Status: Brainstorming, no decisions made. Community input very welcome.

Summarizing a discussion between @yonghong-song , @brendangregg and I. A few observations about the current state of things were made:

1) The bcc repo contains bcc the framework, libbpf tools, and bcc tools. Folks who come to the repo to use the tools may think that bcc the framework is a recommended way to write BPF programs in 2022.

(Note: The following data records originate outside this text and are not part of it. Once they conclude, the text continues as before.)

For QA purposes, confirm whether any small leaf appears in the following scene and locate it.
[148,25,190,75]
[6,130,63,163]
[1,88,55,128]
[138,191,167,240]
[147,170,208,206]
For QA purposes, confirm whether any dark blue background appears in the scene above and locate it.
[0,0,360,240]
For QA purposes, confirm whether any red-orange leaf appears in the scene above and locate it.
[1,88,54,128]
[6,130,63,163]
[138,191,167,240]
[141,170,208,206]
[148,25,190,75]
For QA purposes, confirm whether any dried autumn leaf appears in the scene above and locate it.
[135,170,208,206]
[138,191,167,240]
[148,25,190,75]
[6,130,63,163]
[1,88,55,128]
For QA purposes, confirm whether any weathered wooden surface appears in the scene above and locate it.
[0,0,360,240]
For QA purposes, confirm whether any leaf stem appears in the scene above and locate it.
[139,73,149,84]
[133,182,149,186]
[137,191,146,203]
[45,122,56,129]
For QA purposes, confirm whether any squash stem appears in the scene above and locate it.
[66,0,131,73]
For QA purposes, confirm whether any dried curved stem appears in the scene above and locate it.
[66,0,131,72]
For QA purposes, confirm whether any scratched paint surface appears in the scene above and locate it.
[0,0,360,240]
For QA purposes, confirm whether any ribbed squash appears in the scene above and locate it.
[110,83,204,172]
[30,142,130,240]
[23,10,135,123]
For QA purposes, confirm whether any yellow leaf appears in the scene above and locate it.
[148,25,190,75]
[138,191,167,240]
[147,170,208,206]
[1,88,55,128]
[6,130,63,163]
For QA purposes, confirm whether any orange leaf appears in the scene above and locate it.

2) bcc and libbpf-tools are maintained by folks who aren't subject matter experts, nor power users of most tools. As a result we don't do a good job keeping tools up-to-date with changes in the subsystems they're tracing. Furthermore, we tend to accept contributions which are adding functionality without much pushback, which will result in the tools becoming a messy 'dumping ground' in the long term.

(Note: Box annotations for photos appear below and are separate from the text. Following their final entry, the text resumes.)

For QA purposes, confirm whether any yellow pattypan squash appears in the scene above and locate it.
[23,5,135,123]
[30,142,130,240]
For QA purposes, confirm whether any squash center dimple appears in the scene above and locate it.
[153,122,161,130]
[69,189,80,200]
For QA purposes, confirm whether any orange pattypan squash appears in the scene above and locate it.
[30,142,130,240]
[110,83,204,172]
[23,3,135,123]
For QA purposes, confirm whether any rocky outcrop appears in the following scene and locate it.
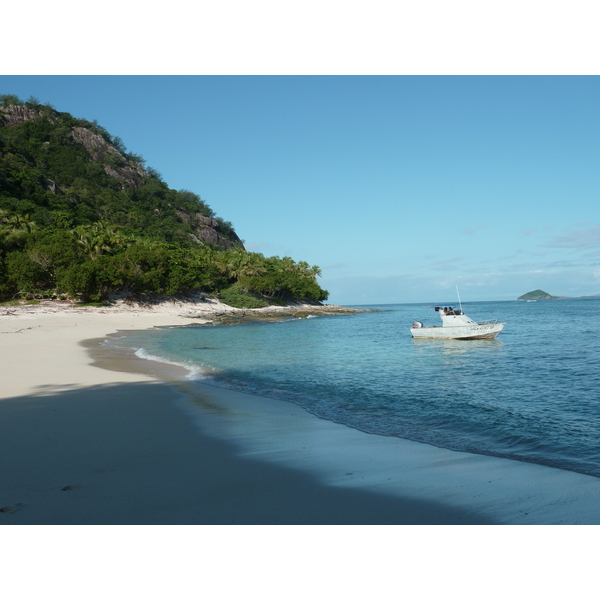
[71,127,147,189]
[0,104,52,127]
[177,211,244,250]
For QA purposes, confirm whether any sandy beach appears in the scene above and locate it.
[0,302,600,525]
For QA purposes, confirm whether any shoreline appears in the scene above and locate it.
[0,303,600,524]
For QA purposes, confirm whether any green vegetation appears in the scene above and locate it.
[517,290,559,300]
[0,95,327,307]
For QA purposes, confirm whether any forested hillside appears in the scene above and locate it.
[0,95,327,307]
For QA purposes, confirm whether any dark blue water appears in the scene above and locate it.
[111,300,600,476]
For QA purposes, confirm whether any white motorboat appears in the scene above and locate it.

3) It's nice to have a central repository of tools for a few reasons:


To address (1) and (2) without breaking (3), a proposal:

To keep nice properties of (3), let's keep bcc and libbpf tools in iovisor/bcc repo. To clarify (1), let's move bcc the framework into a separate repo (iovisor/bcc-framework or similar). Let's also make it clear that bcc-framework should not be used for new prog development unless the program writer has a good reason, and encourage the program writer to reach out to us if they do have such a reason, so we can improve libbpf ecosystem.

For (2), let's adopt a toolkit vs toolshed distinction for tools. Tools in the toolkit will be actively maintained, ideally by an opinionated power user of the tool or someone familiar with the kernel bits the tool is tracing. Users of such tools can expect the tool to work on a reasonable variety of kernels and output meaningful data usable for production analysis.

The toolshed, on the other hand, will contain tools which are not actively maintained and thus may not work at all or, if they do work, may not output correct or meaningful data, as kernel implementations of whatever they're tracing may have shifted over the years. These are not to be considered prod-ready, but can make their way into the toolkit if someone finds them useful enough to polish up and maintain.

Toolkit vs toolshed distinction is inspired by Brendan's experience with DTraceToolkit [0].

Thoughts? Comments? Brendan, Yonghong, please feel free to correct any of this if I'm misrepresenting our convo.

[0]: https://www.brendangregg.com/blog/2013-09-05/dtracetoolkit-0xx-mistakes.html . Specifically "Mistake 2. Too Many Scripts"


Edit history:

frisso commented 2 years ago

Completely agreed.

chenhengqi commented 2 years ago

Does this mean BCC is reaching its EOL ?

davemarchevsky commented 2 years ago

Does this mean BCC is reaching its EOL ?

@chenhengqi, maybe best to split my thoughts here:

For bcc tools vs libbpf tools, I probably have a blind spot in my logic when it comes to the ability to write Python and Lua userspace side of BPF applications. Maybe more official libbpf bindings as a migration path from the bcc bindings would satisfy this.

In general, though, I don't think we should consider this an EOL discussion, moreso a clarification of priorities and best practices.

chenhengqi commented 2 years ago

OK, that's clear.

Though discouraged, BCC is still very useful for prototyping and PoC.

yonghong-song commented 2 years ago

@chenhengqi sorry for confusion. In short summary, (1). bcc repo (the infra and all existing tools) will continue to be maintained. (2). new bcc tools will need more scrutiny for real impactful use cases as we already have quite some tools which make them hard to manage. (3). new python tools are discouraged and going forward libbpf-tools are favored and python->libbpf tool conversions are encouraged. (4). if some tools are useful but only in limited use cases, to avoid polluting main tools directory, a different directory may be created to separate those popular and well-maintained tools from those limited-use-case and less-maintained tools. A limited-use-case/less-maintained tools can be promoted to the tools directory if it has shown its usefulness with impactful use case and well-maintenance. A well-maintained tool needs to work properly with new kernel versions (not just making it run as some kernel logic may change with newer kernel).

chenhengqi commented 2 years ago

Thanks for the clarification. :)

vladd12 commented 1 year ago

Separating repo is good idea, this is logically correct. May I help you?